Gıda takviyelerinin doğru kullanımı
Takviye edici gıda nedir?
Takviye edici gıdalara neden ihtiyaç duyuyoruz?
Gıda takviyeleri, beslenme düzenimizdeki eksiklikleri gidermek veya belirli sağlık hedeflerine ulaşmak için kullanılan destekleyici ürünlerdir. İhtiyaç duyulan temel nedenler şunları içerebilir:
Beslenme eksiklikleri: Bazı insanlar yeterli miktarda belirli besinleri alamayabilir. Örneğin, vegan veya vejetaryen bir diyet takip edenler B12 vitamini eksikliği yaşayabilir. Gıda takviyeleri, vücudun ihtiyaç duyduğu besinleri almasına yardımcı olabilir.
Özel durumlar ve ihtiyaçlar: Gebelik, emzirme, yaşlılık veya belirli sağlık koşulları gibi özel durumlar, bireylerin vitamin ve mineral ihtiyaçlarını artırabilir. Gıda takviyeleri bu durumlarda önerilebilir.
Egzersiz ve spor performansı: Yoğun egzersiz yapan sporcular, belirli besin maddelerine artan ihtiyaç duyabilir. Protein, amino asitler, vitaminler ve mineraller içeren takviyeler, sporcuların performansını destekleyebilir.
Zayıf bağışıklık sistemi: Bağışıklık sistemini güçlendiren vitamin ve minerallere olan ihtiyaç, bazı durumlarda beslenme yoluyla yeterince karşılanamayabilir. Bu durumda gıda takviyeleri bağışıklık sistemini destekleyebilir.
Kronik hastalıklar ve tedaviler: Belirli kronik hastalıklar veya tedaviler (örneğin, demir eksikliği anemisi) beslenme yoluyla alınamayan besinlere ihtiyaç duyabilir. Gıda takviyeleri, tedavi sürecini desteklemek amacıyla kullanılabilir.
Besin kayıpları: Yanlış tarım uygulamaları çevresel faktörler ve uygunsuz depolama ve sevkiyat gibi nedenlerde yiyeceklerin besin değerleri azalmaktadır.1995 -2002 yılları arasında 100 çeşit meyve ve sebzenin besin değerleri karşılaştırılmıştır. Bu karşılaşmada çıkan sonuç şu şekildedir: Vitamin mineral oranı 1995 yılında %72 iken 2002 yılında yapılan ölçümlerde bu oran %36 olarak kayıtlara geçmiştir.

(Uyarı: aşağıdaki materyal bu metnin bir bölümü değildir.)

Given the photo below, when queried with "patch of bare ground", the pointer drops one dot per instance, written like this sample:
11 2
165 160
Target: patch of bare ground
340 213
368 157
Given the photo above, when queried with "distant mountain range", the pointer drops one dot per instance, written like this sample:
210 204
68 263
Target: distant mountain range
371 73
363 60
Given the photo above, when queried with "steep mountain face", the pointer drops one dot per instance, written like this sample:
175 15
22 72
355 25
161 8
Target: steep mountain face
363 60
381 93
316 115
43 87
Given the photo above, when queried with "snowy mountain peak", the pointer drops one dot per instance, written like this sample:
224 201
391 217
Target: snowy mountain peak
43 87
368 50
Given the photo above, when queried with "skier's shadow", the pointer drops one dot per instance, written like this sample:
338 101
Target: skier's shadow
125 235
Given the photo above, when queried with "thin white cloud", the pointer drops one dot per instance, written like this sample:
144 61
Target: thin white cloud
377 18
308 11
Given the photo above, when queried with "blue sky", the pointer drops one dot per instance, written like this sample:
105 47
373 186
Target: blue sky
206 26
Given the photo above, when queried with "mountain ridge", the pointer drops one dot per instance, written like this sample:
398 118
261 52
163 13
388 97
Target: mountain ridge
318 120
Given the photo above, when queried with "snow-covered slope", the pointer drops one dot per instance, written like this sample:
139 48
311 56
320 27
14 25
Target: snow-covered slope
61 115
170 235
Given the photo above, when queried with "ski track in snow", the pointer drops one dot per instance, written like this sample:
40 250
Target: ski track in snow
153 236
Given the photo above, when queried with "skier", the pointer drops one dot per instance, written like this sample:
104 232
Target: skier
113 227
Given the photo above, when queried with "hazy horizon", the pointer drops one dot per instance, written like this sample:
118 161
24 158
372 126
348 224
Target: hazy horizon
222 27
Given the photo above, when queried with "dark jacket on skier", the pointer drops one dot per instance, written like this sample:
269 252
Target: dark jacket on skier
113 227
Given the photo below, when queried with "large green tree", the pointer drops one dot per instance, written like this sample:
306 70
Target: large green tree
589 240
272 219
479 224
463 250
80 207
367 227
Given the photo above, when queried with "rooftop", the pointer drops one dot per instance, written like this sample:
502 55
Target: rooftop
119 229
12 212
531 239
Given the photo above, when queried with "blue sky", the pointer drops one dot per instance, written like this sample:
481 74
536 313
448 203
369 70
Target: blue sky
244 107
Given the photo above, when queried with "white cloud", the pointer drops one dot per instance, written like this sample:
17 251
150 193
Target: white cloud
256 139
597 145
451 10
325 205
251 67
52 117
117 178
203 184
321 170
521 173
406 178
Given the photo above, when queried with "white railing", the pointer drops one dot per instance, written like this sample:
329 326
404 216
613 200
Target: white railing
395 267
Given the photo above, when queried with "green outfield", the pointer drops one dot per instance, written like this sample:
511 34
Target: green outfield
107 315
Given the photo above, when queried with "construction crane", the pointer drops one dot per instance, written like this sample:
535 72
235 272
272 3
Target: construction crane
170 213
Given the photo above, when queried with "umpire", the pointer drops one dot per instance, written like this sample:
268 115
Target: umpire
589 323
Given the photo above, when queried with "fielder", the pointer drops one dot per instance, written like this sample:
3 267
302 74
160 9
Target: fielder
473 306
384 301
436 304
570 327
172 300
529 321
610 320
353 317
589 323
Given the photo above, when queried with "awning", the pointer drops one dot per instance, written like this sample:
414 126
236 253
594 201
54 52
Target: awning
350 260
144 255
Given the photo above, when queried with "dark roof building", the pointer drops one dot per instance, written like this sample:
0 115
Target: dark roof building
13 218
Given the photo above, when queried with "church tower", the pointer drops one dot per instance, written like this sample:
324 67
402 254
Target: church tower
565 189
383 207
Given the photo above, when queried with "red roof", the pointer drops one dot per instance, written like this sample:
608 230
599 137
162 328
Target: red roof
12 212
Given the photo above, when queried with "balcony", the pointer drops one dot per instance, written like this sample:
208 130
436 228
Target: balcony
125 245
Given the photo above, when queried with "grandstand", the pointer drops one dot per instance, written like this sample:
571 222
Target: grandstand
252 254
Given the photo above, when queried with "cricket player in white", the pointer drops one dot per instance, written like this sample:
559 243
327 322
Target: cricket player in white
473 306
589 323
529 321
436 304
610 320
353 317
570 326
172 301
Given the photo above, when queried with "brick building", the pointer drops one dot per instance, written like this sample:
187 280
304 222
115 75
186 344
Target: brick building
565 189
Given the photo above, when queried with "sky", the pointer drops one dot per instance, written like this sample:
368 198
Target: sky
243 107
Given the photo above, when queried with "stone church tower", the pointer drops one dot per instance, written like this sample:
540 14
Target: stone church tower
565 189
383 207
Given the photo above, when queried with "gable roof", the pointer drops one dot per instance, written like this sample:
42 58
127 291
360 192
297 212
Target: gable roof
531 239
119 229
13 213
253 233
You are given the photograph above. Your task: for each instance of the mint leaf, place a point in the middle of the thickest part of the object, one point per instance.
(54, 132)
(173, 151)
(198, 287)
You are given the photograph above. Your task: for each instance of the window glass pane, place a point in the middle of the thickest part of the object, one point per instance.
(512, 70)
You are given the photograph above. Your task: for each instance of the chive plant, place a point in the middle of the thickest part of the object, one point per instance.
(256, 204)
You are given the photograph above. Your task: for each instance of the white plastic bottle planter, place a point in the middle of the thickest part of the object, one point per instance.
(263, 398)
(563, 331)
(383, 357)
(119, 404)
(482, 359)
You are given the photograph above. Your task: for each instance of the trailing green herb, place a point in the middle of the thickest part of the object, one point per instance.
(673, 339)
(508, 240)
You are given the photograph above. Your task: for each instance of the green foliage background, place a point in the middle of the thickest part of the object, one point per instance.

Günümüzde kullanılan tarım ilaçları mevsim dışı ürün yetiştirme de vitamin mineral kaybının sebeplerindendir.
Mikro besin eksikliklerine neden olan fizyolojik etkenler nelerdir?
İnsan vücudunu etkileyen faktörler mikro besin açıklarına neden olmaktadır. Mikro Besin eksiklikleri genellikle çeşitli fizyolojik etkenlerden kaynaklanabilir. İşte mikrobesin eksikliklerine neden olan bazı önemli fizyolojik etkenler:
Yetersiz beslenme: Dengesiz veya yetersiz beslenme, vücuda gerekli mikro besinleri sağlamada temel bir etkendir. Beslenme alışkanlıkları, bireyin vitamin ve mineral ihtiyaçlarını karşılayacak şekilde düzenlenmelidir.
Malabsorbsiyon: Sindirim sistemi hastalıkları veya sindirim organlarının işlev bozuklukları, mikrobesinlerin yeterince emilememesine (malabsorpsiyon) neden olabilir. Bu durum, vücudun ihtiyaç duyduğu mikro besinleri almasını zorlaştırabilir.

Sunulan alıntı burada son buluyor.